Saturday, October 10, 2009
This is a continuation of our daily excerpts taken from “New World New Mind.” This is the second excerpt in the series. For an introductory explanation of why we have chosen this book to share with you, click here.
[All of this is copyrighted material, and we are simply sharing some of it with you.]
Chapter 1 – The Threat within the Triumph (Continued)
“Why does the growing budget deficit attract relatively little attention while the comparatively meaningless stock market ‘crash’ makes headlines? Why do many popular writers yearn for a return to an education suitable for Oxford men before World War I, when the world has changed in critical ways to a greater extent since World War II than it changed between the birth of Christ and that war? Why do the numbers of nuclear weapons expand astronomically but largely unheralded, while a small girl trapped in a well commands the front pages? Why do we collectively spend billions on medical care while neglecting the simple preventative actions that, if we took them, would save many times the lives?
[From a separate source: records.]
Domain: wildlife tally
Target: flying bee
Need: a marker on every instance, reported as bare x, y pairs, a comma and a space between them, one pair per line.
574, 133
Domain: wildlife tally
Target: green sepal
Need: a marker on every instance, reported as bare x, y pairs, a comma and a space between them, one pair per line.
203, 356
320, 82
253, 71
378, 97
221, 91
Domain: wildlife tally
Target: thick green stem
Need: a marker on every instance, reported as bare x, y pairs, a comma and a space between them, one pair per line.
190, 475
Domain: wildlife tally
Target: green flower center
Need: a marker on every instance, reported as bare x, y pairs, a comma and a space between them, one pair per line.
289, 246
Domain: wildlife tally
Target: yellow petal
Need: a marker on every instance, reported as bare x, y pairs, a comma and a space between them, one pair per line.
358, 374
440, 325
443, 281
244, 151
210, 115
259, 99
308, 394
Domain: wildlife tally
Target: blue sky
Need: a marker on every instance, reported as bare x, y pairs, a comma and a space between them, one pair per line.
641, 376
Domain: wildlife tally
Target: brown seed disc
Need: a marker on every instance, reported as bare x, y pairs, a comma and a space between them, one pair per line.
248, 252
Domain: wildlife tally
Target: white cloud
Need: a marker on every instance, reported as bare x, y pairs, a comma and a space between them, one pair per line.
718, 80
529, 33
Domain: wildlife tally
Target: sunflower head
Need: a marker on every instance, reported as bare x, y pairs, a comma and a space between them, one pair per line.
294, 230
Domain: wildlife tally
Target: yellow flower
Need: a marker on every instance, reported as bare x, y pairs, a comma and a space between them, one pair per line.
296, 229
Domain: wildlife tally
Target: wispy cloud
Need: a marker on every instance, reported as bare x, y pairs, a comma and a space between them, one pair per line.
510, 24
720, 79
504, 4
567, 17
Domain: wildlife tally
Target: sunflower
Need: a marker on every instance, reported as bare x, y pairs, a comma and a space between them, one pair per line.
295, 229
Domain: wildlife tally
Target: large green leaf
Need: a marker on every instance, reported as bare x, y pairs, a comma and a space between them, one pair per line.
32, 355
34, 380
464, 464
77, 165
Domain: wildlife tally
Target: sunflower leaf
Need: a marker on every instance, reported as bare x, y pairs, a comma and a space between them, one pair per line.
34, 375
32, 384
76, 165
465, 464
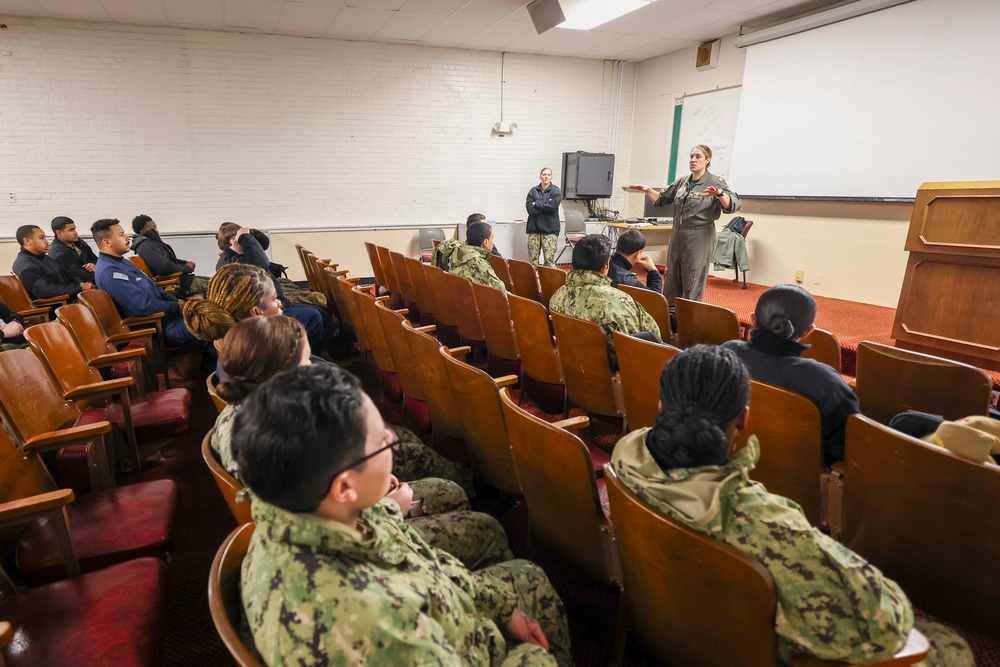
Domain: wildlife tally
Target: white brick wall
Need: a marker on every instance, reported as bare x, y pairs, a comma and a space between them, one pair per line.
196, 127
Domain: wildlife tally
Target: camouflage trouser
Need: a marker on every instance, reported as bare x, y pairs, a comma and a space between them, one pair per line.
415, 460
547, 244
520, 584
947, 648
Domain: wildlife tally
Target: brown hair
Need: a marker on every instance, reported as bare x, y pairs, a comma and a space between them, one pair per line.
232, 292
255, 350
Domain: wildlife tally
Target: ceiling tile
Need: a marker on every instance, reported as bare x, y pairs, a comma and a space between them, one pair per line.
305, 18
356, 23
454, 31
209, 14
494, 10
440, 7
499, 35
135, 11
408, 26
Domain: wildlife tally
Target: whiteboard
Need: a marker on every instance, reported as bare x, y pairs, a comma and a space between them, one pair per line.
710, 119
873, 106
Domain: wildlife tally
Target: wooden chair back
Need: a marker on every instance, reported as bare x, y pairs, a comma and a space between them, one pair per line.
228, 485
550, 279
500, 268
655, 304
224, 599
640, 364
583, 355
916, 511
704, 324
525, 280
891, 380
466, 310
399, 347
422, 291
682, 586
558, 480
483, 427
790, 432
441, 404
494, 315
823, 347
376, 263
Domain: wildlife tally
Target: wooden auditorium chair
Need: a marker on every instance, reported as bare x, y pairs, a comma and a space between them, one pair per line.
583, 355
541, 372
483, 426
704, 324
823, 347
228, 485
922, 515
891, 380
640, 364
525, 279
224, 599
145, 420
790, 433
656, 305
550, 279
682, 588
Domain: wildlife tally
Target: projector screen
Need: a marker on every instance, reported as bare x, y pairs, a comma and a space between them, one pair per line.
874, 106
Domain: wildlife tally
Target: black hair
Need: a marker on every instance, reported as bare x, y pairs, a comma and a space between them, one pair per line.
296, 430
785, 311
478, 233
25, 232
59, 223
630, 241
140, 221
702, 389
591, 253
101, 229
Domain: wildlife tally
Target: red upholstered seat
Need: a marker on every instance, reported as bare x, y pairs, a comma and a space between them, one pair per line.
106, 527
112, 617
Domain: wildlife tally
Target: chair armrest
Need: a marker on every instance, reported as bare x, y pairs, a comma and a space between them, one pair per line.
117, 357
66, 436
135, 334
506, 380
25, 507
98, 389
573, 424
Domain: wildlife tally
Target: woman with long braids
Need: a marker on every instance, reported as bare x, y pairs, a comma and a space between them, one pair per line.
258, 348
831, 603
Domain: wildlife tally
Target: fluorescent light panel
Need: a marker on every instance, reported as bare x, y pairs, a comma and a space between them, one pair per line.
587, 14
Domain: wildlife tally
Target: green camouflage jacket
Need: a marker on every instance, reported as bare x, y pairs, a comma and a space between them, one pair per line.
831, 602
317, 593
590, 296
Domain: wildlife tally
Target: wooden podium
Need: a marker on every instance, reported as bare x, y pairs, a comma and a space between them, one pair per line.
949, 305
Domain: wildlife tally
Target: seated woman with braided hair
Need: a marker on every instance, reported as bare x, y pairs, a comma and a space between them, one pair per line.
831, 602
239, 291
258, 348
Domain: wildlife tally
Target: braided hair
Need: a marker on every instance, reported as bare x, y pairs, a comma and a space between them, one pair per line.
233, 292
785, 311
702, 390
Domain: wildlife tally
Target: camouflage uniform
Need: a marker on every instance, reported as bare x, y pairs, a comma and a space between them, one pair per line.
590, 296
474, 264
831, 602
319, 592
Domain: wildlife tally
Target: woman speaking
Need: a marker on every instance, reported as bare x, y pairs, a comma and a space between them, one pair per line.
699, 200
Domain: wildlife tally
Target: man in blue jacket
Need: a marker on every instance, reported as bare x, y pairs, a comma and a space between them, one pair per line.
135, 294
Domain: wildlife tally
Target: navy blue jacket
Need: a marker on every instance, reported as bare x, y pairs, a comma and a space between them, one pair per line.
42, 276
135, 294
620, 272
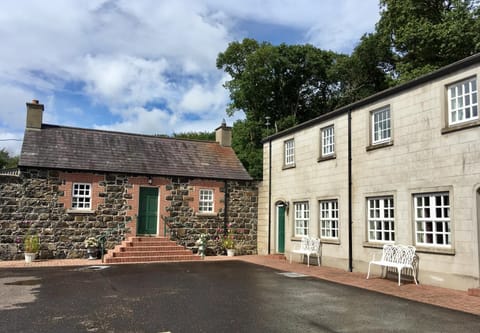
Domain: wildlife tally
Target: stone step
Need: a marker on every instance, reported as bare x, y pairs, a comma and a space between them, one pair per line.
149, 244
148, 249
164, 258
151, 253
148, 239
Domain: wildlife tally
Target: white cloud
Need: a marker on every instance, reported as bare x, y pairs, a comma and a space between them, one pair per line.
125, 80
150, 63
201, 97
141, 120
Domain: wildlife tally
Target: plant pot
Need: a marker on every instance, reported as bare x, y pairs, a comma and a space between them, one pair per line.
92, 253
29, 257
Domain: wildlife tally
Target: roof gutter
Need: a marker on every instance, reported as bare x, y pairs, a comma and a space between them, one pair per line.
269, 193
350, 222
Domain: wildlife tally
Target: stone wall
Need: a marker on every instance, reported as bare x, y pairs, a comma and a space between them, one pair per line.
29, 204
185, 225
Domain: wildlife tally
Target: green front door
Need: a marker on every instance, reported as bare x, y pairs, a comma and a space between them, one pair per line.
147, 212
281, 228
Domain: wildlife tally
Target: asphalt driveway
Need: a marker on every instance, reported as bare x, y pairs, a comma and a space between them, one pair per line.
227, 296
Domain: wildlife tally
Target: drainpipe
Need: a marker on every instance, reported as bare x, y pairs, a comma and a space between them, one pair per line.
225, 214
269, 192
350, 222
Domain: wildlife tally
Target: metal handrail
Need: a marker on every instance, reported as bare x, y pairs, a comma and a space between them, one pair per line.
10, 172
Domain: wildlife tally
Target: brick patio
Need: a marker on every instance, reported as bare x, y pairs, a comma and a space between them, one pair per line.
447, 298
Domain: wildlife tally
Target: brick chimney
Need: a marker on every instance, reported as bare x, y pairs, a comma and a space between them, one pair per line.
34, 115
223, 135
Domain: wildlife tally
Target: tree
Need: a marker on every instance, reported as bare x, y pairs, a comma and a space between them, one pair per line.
428, 34
7, 161
204, 136
289, 84
367, 71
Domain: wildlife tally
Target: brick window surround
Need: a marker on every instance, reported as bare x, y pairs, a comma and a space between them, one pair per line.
67, 186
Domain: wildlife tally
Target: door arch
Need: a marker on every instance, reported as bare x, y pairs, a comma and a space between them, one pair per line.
280, 209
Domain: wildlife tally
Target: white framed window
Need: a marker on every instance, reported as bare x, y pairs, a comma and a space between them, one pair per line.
289, 152
328, 141
462, 101
381, 219
302, 218
329, 219
82, 196
205, 203
432, 219
381, 126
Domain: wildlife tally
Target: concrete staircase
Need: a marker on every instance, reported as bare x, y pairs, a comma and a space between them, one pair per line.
148, 249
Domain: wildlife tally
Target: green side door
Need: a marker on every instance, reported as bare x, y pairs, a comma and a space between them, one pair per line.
281, 228
148, 211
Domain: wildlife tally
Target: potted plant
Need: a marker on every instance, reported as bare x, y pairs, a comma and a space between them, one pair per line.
229, 243
91, 243
31, 245
202, 245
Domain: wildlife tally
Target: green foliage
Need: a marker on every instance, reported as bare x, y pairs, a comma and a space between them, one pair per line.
246, 141
291, 84
7, 161
279, 81
367, 71
426, 35
204, 136
31, 243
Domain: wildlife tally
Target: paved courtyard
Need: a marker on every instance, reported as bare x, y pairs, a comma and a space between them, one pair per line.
207, 296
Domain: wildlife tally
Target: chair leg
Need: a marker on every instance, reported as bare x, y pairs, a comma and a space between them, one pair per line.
414, 277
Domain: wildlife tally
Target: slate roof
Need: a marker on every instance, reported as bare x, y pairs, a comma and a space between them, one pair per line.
71, 148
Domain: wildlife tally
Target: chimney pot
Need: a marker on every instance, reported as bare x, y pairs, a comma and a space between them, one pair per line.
34, 115
223, 135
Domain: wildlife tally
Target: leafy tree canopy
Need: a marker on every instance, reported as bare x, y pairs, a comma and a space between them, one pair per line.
204, 136
428, 34
7, 161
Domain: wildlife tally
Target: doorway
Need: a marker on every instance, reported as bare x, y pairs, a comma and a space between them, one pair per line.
280, 228
148, 211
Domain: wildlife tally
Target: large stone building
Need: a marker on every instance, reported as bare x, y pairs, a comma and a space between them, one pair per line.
76, 183
401, 166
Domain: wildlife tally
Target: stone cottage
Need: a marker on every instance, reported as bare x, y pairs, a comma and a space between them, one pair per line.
76, 183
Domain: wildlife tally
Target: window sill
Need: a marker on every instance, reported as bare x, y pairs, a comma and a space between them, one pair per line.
296, 239
375, 245
290, 166
330, 241
80, 211
379, 145
433, 250
326, 158
460, 127
201, 214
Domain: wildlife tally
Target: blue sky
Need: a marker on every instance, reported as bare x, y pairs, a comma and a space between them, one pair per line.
147, 66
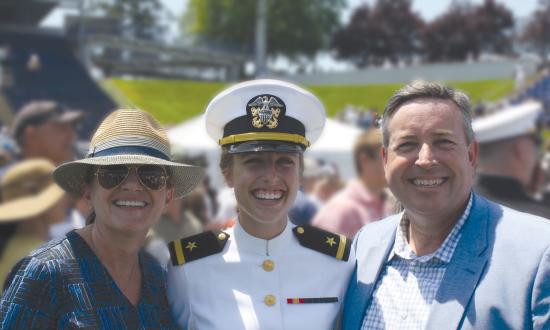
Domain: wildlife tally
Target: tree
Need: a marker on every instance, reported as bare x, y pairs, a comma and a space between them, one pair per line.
537, 32
139, 18
451, 36
389, 31
494, 24
294, 27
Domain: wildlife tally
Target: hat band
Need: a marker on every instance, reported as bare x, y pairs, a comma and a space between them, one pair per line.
273, 136
130, 150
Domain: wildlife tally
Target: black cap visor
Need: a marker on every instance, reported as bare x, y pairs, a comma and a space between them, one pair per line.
265, 146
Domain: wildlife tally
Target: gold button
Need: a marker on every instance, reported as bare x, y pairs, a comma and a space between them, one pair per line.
268, 265
270, 300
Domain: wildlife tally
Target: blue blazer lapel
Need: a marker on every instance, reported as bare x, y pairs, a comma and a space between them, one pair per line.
368, 268
465, 269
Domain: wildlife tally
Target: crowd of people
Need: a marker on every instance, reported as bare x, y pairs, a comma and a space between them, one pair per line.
444, 226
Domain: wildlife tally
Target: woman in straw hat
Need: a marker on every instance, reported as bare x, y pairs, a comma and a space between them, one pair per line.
30, 203
98, 277
264, 273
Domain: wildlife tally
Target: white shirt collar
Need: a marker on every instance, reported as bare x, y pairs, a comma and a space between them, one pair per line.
273, 247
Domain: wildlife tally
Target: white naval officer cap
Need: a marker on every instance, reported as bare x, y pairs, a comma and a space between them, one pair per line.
517, 120
265, 115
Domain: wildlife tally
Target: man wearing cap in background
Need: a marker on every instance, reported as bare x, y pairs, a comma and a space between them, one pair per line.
509, 157
46, 129
364, 199
264, 273
30, 202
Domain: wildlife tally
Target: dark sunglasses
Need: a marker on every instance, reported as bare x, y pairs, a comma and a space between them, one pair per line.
152, 177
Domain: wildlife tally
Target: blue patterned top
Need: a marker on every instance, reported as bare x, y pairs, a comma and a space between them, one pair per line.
63, 285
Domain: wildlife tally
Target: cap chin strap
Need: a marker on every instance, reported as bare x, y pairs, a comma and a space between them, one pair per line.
272, 136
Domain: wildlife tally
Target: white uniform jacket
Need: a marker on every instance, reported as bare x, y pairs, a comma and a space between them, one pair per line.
259, 284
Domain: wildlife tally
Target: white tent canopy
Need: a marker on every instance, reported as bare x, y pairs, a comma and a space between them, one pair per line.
334, 145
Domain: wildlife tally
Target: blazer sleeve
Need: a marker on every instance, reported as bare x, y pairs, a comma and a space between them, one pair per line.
541, 294
30, 299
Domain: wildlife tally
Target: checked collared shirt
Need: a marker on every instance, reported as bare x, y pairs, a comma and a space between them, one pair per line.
408, 283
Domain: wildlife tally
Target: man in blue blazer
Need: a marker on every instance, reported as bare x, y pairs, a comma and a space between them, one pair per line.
452, 259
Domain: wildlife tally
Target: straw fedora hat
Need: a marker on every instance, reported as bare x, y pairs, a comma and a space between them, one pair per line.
128, 136
27, 189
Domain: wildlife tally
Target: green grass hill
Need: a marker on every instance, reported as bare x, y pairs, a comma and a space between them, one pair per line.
172, 102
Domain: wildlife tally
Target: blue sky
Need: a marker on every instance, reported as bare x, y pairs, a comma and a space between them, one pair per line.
428, 9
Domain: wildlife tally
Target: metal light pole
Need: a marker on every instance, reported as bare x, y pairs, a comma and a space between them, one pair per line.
261, 36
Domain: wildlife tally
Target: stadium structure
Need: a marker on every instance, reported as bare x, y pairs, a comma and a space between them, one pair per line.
38, 63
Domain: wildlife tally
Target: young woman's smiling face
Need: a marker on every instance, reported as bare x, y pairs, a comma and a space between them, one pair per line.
265, 184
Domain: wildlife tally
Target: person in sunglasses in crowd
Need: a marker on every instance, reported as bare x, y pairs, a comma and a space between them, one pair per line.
98, 277
263, 273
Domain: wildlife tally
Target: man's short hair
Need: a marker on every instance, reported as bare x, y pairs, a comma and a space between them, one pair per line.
368, 143
420, 89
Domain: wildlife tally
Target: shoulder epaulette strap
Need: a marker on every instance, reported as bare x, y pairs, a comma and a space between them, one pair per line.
197, 246
335, 245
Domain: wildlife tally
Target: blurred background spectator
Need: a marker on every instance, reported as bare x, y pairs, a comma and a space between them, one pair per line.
363, 199
509, 169
30, 203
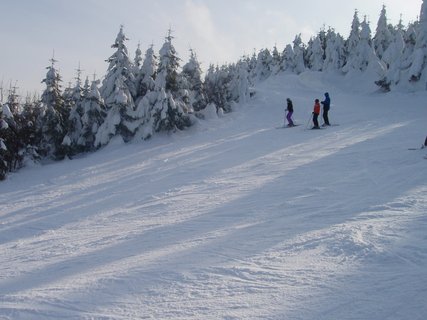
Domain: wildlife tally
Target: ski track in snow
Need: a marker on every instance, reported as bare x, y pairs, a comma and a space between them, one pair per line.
234, 221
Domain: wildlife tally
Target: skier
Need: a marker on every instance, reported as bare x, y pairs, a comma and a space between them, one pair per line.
290, 111
316, 112
326, 106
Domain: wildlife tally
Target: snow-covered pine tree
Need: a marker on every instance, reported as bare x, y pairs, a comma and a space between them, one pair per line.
217, 82
168, 67
334, 51
70, 145
4, 168
299, 55
383, 37
10, 144
351, 44
147, 73
27, 130
288, 60
191, 85
418, 66
315, 54
276, 61
50, 123
165, 112
240, 83
264, 65
93, 115
118, 90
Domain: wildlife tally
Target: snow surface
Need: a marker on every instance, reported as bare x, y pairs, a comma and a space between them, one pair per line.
231, 219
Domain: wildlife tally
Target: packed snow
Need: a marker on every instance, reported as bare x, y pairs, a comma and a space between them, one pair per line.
232, 218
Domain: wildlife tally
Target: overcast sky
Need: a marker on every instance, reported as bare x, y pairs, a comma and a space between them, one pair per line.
82, 31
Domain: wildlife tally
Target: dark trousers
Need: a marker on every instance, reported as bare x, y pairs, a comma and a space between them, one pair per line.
325, 116
315, 121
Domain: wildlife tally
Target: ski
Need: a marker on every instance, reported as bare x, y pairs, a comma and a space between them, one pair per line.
286, 127
422, 147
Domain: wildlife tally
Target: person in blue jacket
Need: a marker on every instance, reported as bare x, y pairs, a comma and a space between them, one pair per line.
326, 106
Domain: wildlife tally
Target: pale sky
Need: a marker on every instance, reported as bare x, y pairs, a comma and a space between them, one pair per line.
220, 31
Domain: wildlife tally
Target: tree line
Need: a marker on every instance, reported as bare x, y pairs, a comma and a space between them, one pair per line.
149, 94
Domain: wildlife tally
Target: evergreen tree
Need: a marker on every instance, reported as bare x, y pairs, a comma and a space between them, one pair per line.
27, 130
351, 43
147, 73
288, 61
192, 87
167, 73
299, 55
264, 65
118, 90
315, 55
93, 115
334, 51
121, 67
418, 63
70, 143
239, 84
50, 123
276, 61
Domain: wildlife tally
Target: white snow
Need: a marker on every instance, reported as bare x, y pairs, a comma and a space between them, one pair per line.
232, 219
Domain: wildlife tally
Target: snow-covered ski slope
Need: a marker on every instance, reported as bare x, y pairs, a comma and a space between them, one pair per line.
231, 219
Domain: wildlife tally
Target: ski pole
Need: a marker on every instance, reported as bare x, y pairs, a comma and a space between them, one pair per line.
308, 122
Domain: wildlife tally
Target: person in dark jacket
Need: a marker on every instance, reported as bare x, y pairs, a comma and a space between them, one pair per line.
290, 111
316, 112
326, 106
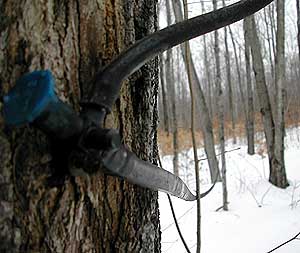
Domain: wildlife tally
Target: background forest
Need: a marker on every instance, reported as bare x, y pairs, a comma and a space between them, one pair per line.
246, 91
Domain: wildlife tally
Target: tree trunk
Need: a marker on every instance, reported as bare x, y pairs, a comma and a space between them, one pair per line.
265, 108
165, 113
278, 174
250, 103
193, 115
229, 83
206, 123
207, 71
172, 87
220, 103
96, 213
238, 71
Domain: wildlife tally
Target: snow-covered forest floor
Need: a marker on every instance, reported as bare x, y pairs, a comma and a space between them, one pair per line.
260, 216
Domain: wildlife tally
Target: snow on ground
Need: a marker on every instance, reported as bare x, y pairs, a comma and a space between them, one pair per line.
260, 216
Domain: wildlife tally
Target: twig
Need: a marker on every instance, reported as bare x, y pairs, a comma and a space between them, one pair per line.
292, 239
227, 151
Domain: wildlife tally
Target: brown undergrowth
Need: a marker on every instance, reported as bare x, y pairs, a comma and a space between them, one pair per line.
165, 139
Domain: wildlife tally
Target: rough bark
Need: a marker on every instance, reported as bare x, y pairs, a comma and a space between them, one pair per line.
95, 213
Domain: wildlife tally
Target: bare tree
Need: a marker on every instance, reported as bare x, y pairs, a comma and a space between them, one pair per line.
229, 83
172, 87
250, 103
193, 116
206, 124
278, 174
164, 99
277, 171
220, 103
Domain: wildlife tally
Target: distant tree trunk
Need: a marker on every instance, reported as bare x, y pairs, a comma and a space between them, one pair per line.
96, 213
298, 27
269, 43
206, 124
207, 71
265, 108
164, 96
229, 83
172, 88
250, 103
278, 174
220, 103
193, 115
238, 71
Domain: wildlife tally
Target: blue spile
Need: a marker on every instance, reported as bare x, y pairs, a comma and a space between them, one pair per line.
29, 98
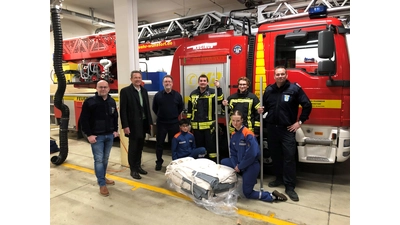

“We believe it is no accident.
“All these things are happening now, and are happening all at once, in part because the human mental system is failing to comprehend the modern world. So events will, in our opinion, continue to be out of control until people realize how selectively the environment impresses the human mind and how our comprehension is determined by the biological and cultural history of humanity. These unnoticed yet fundamental connections to our past, and how we can retrain ourselves for a “new world” of the future, one filled with unprecedented threats, are what this book is about.
“We are writing this book in an effort to help decision makers, educators, physicians, businessmen, and concerned citizens to change their ‘minds’ – not in the conventional sense, but rather to change the way they make decisions. We don’t think there is any panacea for all the problems of society; nothing simple that we can do right now is guaranteed to prevent a nuclear war or avoid the next plague. Everything, unfortunately, cannot be solved by one book! But we do think that if people understood the fundamental root of many of our problems, they might begin to change in a direction that could secure the human future.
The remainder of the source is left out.